LA RICHIESTA SUI PIR
La Federazione banche assicurazioni finanza, attraverso il suo Presidente Luigi Abete, evidenzia la necessità di “implementare la possibilità che il sistema pensionistico col primo pilastro possa utilizzare i Pir per investire nelle medie imprese”. Secondo quanto riporta Italia Oggi, Abete ritiene che i Piani individuali di risparmio funzionino, ma non per soddisfare le esigenze di equity delle aziende Mid Cap. Per queste imprese di piccola dimensione, Luiss Business School e Confindustria stanno mettendo a punto un progetto per creare degli strumenti denominati Permanent capital vehicles (Pcv) “che raccolgano 100-200 milioni per investire in un gruppo definito di aziende in modo poi che lo stesso Pcv, quotandosi, diventi esso stesso un soggetto che consente di valutare da parte degli istituzionali quale sia il valore dell’investimento”.

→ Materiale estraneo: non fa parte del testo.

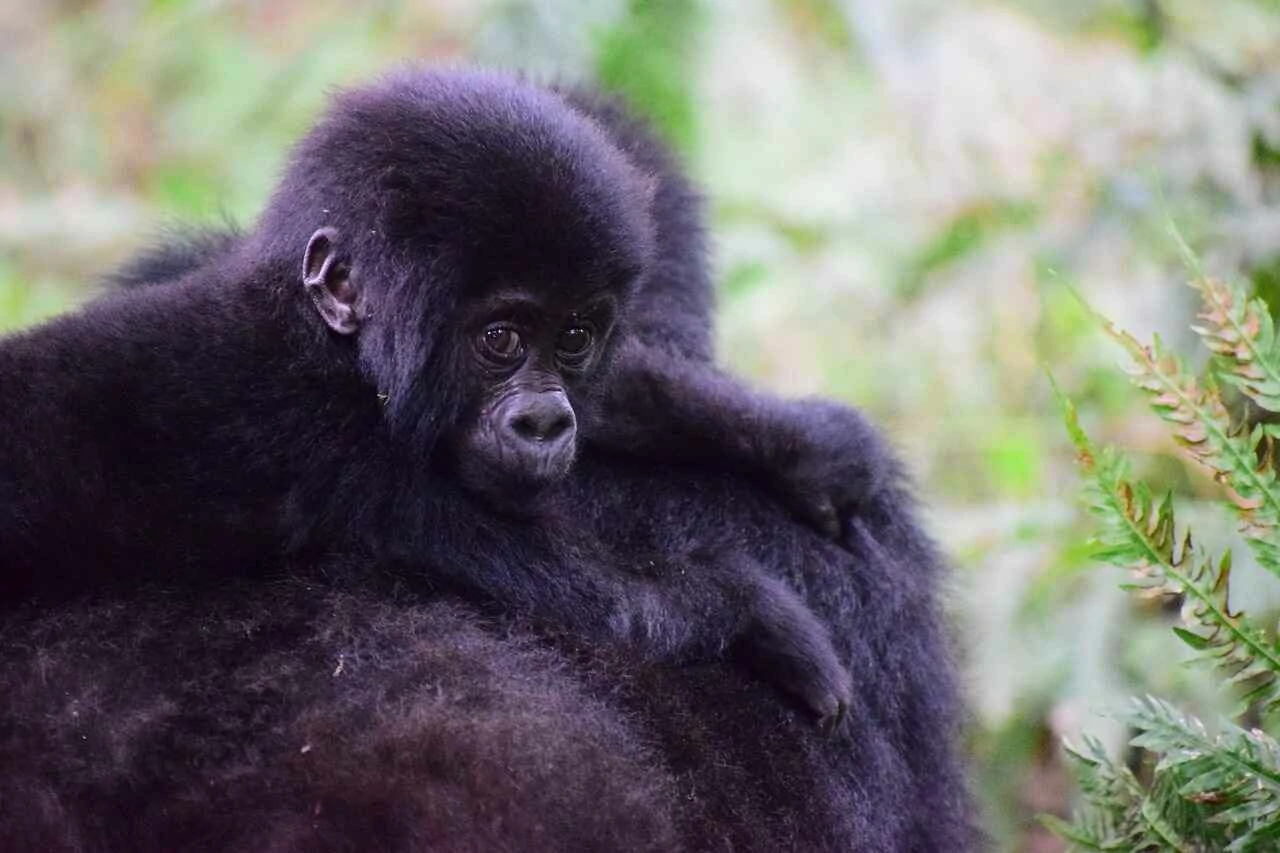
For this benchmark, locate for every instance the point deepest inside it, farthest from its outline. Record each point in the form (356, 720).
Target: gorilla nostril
(544, 420)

RIFORMA PENSIONI, LE PAROLE DI ROBERTO GHISELLI
Lega e Movimento 5 Stelle avevano parlato già durante la campagna elettorale di cancellazione della riforma delle pensioni targata Fornero. Ora che i due partiti sono al Governo, “si sta passando a parlare esclusivamente di alcuni limitati interventi che, con i vincoli ipotizzati, non sarebbero altro che un ulteriore ritocco alla Fornero, molto parziale per la platea a cui si rivolge, lasciandone intatta la struttura”. È quanto mette in luce Roberto Ghiselli. In un’intervista a pensionipertutti.it, il Segretario confederale della Cgil ricorda che “servirebbe una riforma strutturale che superi quell’impianto e sappia dare risposte che parlino a tutto il mondo del lavoro, a tutte le generazioni, i generi, le professioni, e a tutte le aree geografiche”. In particolare, bisognerebbe far sì che ci fosse “una effettiva flessibilità in uscita, a scelta del lavoratore dopo i 62 anni, o la possibilità di accedere alla pensione dopo i 41 anni di contributi”.

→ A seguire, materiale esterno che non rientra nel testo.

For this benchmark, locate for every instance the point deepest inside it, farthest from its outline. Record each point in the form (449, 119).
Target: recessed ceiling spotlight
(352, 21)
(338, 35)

Tutto questo senza dimenticare quanto sia importante un provvedimento capace di dare “una prospettiva previdenziale per i giovani e un sistema che riconosca anche la gravosità dei lavori”. Ghiselli evidenzia anche per ci sono le condizioni per una soluzione definitiva al problema degli esodati e che “è necessaria una soluzione strutturale e non penalizzante per le donne che riconosca la specificità delle loro condizioni nel mercato del lavoro, non rinunciando però ad una battaglia per le politiche di conciliazione e di parità sul lavoro e nella società. Serve poi il riconoscimento del lavoro di cura, svolto nel corso della vita, in particolare quello connesso all’assistenza di familiari non autosufficienti o figli”.